Microsoft dobrowolnie angażuje Amazon (i siebie) do płacenia 67% podatku od osób prawnych

Ikona czasu czytania 3 minuta. czytać


Czytelnicy pomagają wspierać MSpoweruser. Możemy otrzymać prowizję, jeśli dokonasz zakupu za pośrednictwem naszych linków. Ikona podpowiedzi

Przeczytaj naszą stronę z informacjami, aby dowiedzieć się, jak możesz pomóc MSPoweruser w utrzymaniu zespołu redakcyjnego Czytaj więcej

Microsoft etyczny

Microsoft znalazł wyjątkowy sposób na zaatakowanie swoich rywali – będąc dobrym obywatelem korporacyjnym i zawstydzając firmy takie jak Apple i Amazon.

Największym zagrożeniem dla głównych firm internetowych w 2019 r. była zwiększona kontrola regulacyjna ze strony rządów, na czele z rosnącym nastrojem społecznym, że duże firmy nie działają w interesie ludności, w szczególności nie płacąc podatków od swoich ogromnych zysków.

Microsoftowi udało się uniknąć znacznej hańby wymierzonej w Amazon, Facebook, Google i Apple, mimo że w rzeczywistości jest najbardziej cenioną firmą na świecie, ściśle dostosowując się do interesów rządu, na przykład wykazując silne poparcie dla programu modernizacji Pentagonu, podczas gdy Google przychylił się do żądań pracowników, aby trzymać swoją technologię z dala od wojska.

Teraz prezes Microsoftu, Brad Smith, odniósł się do drugiej kwestii w ostatnim czasie Opublikowany w Seattle Times gdzie zgodził się na plan, w ramach którego Microsoft, a przede wszystkim Amazon, zapłaciłby górną granicę 67% podatku stanowego od osób prawnych w Seattle.

Artykuł był odpowiedzią na propozycję reprezentanta Drew Hansena z D-Bainbridge Island i reprezentanta Gerry'ego Polleta z Seattle, aby stworzyć „konto edukacji siły roboczej” o wartości 1 miliarda dolarów, aby przeznaczyć je na pomoc finansową dla studentów z wyższych uczelni. żądać przedmiotów, takich jak informatyka, inżynieria i pielęgniarstwo, opłacanych progresywnym podatkiem od dużych firm.

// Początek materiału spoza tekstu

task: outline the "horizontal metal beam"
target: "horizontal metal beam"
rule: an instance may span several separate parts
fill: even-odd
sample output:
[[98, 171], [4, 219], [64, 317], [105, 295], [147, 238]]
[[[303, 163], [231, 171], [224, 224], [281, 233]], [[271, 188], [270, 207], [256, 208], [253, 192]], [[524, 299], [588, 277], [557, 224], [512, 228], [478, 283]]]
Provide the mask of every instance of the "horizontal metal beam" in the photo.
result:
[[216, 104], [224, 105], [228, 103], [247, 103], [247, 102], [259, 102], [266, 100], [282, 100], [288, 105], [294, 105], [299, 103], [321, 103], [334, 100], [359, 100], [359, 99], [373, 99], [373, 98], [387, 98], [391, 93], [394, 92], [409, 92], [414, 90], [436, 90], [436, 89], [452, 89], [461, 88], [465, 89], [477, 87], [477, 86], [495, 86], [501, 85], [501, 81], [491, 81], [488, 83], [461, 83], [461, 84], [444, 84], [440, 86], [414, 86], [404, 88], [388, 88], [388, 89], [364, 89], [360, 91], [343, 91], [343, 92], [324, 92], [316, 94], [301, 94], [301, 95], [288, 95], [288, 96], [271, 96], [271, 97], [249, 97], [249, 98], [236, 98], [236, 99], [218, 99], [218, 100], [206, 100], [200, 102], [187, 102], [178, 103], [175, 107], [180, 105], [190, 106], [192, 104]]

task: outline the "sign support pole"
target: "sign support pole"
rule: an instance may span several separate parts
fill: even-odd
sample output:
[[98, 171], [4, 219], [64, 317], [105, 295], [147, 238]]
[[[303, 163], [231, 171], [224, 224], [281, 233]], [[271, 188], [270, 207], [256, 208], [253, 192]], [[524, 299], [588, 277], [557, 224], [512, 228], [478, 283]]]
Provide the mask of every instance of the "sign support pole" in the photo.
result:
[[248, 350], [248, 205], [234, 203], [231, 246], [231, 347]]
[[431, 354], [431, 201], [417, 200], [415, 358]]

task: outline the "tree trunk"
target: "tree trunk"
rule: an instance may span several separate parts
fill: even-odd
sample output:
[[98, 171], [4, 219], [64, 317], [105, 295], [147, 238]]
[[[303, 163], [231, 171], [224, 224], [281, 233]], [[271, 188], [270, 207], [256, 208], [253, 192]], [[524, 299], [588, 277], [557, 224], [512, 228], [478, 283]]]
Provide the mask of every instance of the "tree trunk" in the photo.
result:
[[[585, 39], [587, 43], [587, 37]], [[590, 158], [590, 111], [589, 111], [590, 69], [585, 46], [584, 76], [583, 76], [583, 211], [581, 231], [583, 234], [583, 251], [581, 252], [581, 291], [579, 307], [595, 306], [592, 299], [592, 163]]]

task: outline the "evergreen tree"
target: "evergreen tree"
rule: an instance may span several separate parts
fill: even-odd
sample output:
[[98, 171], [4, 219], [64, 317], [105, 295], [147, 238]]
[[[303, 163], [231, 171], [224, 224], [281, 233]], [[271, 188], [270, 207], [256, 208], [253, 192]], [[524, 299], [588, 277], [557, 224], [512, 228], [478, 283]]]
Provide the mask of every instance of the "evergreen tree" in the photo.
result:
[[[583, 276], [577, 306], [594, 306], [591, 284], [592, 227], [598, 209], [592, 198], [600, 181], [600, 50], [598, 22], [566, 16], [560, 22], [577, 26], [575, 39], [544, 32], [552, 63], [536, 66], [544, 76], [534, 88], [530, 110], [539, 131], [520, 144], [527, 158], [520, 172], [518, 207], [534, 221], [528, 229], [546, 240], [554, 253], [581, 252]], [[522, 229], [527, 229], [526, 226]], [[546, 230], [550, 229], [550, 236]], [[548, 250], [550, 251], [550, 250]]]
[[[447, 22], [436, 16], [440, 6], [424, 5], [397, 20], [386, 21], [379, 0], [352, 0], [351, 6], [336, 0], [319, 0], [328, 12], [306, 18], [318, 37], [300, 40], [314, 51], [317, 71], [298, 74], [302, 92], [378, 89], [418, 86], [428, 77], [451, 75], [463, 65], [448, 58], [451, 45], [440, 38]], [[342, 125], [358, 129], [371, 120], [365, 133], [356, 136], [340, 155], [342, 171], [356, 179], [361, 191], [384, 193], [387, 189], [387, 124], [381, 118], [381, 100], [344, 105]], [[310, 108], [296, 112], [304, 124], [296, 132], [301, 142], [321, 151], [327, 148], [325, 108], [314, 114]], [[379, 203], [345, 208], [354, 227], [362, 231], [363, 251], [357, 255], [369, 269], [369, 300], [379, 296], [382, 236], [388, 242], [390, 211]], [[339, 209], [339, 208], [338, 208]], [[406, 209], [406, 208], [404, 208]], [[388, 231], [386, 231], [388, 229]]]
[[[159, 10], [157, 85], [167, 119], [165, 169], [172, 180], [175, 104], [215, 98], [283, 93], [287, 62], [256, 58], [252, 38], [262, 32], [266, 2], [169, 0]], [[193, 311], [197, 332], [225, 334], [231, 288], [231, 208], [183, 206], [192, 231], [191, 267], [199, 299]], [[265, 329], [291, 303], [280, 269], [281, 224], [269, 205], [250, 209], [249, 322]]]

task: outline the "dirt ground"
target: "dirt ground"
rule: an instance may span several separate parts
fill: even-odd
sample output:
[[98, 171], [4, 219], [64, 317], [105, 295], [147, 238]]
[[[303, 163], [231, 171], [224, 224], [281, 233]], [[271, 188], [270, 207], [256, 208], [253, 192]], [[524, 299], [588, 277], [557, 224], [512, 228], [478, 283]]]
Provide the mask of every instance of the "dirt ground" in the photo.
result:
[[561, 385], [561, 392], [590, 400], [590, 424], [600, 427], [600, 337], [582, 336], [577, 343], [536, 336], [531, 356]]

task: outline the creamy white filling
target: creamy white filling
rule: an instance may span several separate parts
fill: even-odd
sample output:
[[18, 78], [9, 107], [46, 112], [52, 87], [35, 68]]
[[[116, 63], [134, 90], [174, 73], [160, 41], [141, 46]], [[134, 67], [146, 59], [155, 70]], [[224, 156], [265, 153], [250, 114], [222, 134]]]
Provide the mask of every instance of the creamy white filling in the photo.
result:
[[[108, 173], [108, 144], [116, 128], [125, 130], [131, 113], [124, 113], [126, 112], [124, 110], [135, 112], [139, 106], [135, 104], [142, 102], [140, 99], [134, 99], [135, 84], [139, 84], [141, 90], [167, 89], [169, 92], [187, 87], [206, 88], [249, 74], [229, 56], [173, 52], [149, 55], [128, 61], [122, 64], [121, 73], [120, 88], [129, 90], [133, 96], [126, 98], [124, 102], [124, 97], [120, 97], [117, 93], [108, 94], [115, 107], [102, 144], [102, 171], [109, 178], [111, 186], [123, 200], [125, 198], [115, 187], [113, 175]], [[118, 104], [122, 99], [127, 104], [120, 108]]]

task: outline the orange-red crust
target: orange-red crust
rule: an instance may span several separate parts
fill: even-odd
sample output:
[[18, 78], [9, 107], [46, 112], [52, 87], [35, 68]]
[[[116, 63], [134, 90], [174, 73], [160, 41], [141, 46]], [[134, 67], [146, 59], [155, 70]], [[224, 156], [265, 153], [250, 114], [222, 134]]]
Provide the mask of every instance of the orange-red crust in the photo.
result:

Ustawa sugeruje zwiększenie państwowego podatku od działalności gospodarczej i okupacji o 20 procent w przypadku około 40 kategorii usług technicznych, takich jak telekomunikacja, inżynieria, medycyna i finanse oraz o 33 procent w przypadku firm technologicznych o rocznych przychodach przekraczających 25 miliardów dolarów. Dodaje również ogromny, 67-procentowy wzrost podatku od działalności gospodarczej dla tych „zaawansowanych firm komputerowych” z „światowymi przychodami brutto przekraczającymi sto miliardów dolarów” rocznie.

Jedynymi dwiema firmami, które osiągają tę wysoką poprzeczkę w regionie, są Amazon i Microsoft, a Brad Smith jest bardzo szczęśliwy, że może zapłacić ich część.

„Poprośmy największe firmy z sektora technologicznego, które są największymi pracodawcami utalentowanych pracowników o wysokich kwalifikacjach, aby zrobiły trochę więcej” – napisał o tym pomyśle prezes Microsoftu, Brad Smith.

Amazon był mniej zachwycony.

„Amazon była zaskoczona, że ​​Microsoft znalazła się w tak publicznym 'hej, zróbmy to'” – powiedział przedstawiciel Gael Tarleton, D-Seattle, który powiedział, że usłyszał ten lament bezpośrednio od lobbysty Amazona.

Przy rocznych przychodach liczonych w setkach miliardów i stanowych podatkach niewielka część tego Microsoftu prawdopodobnie nie przegapi kilkuset milionów wydanych na poprawę relacji ze społecznością. Oczekuje się jednak, że Amazon, który ma już kruche relacje z rządem, częściowo z powodu sporu między Donaldem Trumpem a Jeffem Bezosem, będzie mniej hojny i walczył z propozycją, co nie pomoże demokratycznym wezwaniom do złamania firmy i innych gigantów technologicznych (lista, która co ciekawe wyklucza Microsoft) w górę.

Być może pod Nadellą Microsoft miał swój moment „Drogi do Damaszku”, a może Satya Nadella jest po prostu o wiele mądrzejszy, niż mu się przypisujemy.